Brand identity matters much more for established businesses, who have developed their product offerings, built a sustainable revenue stream, and now want to really target their niche with an eye-catching, memorable brand. Putting brand identity before business development is jumping the gun, and very risky. Yes, it can work out well, but most of the time it’s a waste of money.

Designing For Designers

When a business is truly ready for a rebrand, it can be a beautiful thing. A strong brand can revitalize a business and open up a world of opportunities to connect with customers that your clients may not have even knew existed. But good brand identity design doesn’t only help the business itself make money. It also aids the design community as a whole.

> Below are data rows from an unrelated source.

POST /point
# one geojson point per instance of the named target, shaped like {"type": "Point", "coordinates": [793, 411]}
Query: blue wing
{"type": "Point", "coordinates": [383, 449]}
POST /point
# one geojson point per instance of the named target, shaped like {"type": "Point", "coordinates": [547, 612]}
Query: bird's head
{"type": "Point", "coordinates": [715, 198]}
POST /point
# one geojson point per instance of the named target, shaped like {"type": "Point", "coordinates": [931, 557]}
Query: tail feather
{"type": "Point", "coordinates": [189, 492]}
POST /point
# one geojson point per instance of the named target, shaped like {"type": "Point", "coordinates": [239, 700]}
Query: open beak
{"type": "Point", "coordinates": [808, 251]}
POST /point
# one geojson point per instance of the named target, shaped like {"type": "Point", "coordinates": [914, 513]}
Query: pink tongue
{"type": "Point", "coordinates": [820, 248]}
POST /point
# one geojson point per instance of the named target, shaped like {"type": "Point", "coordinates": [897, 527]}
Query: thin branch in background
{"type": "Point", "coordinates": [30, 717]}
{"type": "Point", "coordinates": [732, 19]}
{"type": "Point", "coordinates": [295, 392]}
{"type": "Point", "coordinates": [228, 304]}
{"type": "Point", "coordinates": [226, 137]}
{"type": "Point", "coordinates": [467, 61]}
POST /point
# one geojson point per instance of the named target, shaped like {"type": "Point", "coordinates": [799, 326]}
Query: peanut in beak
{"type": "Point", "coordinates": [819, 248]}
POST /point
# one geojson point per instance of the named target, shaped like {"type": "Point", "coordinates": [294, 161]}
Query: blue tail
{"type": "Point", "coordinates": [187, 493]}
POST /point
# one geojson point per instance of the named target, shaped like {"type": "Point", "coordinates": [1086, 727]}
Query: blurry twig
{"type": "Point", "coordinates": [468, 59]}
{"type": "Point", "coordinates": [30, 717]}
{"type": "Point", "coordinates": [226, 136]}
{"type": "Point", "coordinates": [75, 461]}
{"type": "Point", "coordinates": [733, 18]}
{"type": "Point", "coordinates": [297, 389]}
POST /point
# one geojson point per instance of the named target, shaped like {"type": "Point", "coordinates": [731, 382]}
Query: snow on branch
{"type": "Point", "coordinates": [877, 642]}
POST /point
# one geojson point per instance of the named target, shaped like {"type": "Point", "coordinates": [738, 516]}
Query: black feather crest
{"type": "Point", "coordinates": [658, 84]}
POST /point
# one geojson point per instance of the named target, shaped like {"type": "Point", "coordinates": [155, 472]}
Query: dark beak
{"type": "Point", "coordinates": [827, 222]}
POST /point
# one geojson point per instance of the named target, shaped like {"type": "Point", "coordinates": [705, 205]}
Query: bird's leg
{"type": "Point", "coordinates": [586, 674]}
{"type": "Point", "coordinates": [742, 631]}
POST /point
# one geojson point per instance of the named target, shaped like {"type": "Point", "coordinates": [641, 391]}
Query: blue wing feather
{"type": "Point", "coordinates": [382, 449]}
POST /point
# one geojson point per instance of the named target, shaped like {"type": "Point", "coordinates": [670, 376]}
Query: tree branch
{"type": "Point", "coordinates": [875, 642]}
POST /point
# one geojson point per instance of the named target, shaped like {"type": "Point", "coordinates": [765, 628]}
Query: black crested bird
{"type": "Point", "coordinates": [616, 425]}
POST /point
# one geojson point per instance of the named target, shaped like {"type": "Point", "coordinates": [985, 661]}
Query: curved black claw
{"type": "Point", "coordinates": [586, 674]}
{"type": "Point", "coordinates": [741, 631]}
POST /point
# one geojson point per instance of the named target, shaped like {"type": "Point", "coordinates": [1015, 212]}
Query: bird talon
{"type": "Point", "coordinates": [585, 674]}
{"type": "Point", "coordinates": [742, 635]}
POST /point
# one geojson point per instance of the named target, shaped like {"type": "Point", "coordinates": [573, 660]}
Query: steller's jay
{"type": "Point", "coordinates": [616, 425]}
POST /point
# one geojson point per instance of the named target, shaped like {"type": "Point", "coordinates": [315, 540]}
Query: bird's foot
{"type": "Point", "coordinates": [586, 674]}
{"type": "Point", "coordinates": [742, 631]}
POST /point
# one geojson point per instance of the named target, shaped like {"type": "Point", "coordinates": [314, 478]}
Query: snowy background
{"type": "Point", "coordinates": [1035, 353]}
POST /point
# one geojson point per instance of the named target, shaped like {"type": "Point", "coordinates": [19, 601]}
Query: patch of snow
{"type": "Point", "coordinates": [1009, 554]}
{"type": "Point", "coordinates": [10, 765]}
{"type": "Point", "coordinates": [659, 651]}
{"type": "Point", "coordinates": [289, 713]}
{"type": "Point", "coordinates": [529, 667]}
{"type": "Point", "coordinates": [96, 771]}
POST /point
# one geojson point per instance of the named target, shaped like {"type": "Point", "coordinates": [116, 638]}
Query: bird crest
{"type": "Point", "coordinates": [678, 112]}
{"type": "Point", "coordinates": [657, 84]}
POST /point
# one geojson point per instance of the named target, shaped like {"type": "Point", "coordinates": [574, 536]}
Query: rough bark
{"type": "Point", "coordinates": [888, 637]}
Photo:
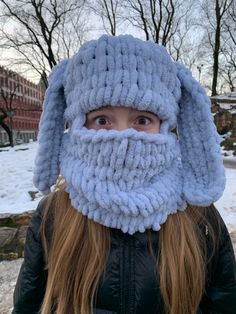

Beautiful brand designs help inspire better design across the entire industry by helping other designers aspire to create better work for their own clients. So do take on those entrepreneurial clients, but make sure the time is right to do so.

In Conclusion

Branding design is an essential part of staying competitive, especially in today’s highly visual world. There’s no question that brand designers have our work cut out for us in sorting through those clients who actually need a rebrand, and those who are making their road to profitability that much harder by hiring us.

Be kind to these new (typically young and naive) founders and don’t take their money. Instead, give them the service they truly require from you right now: sound business advice.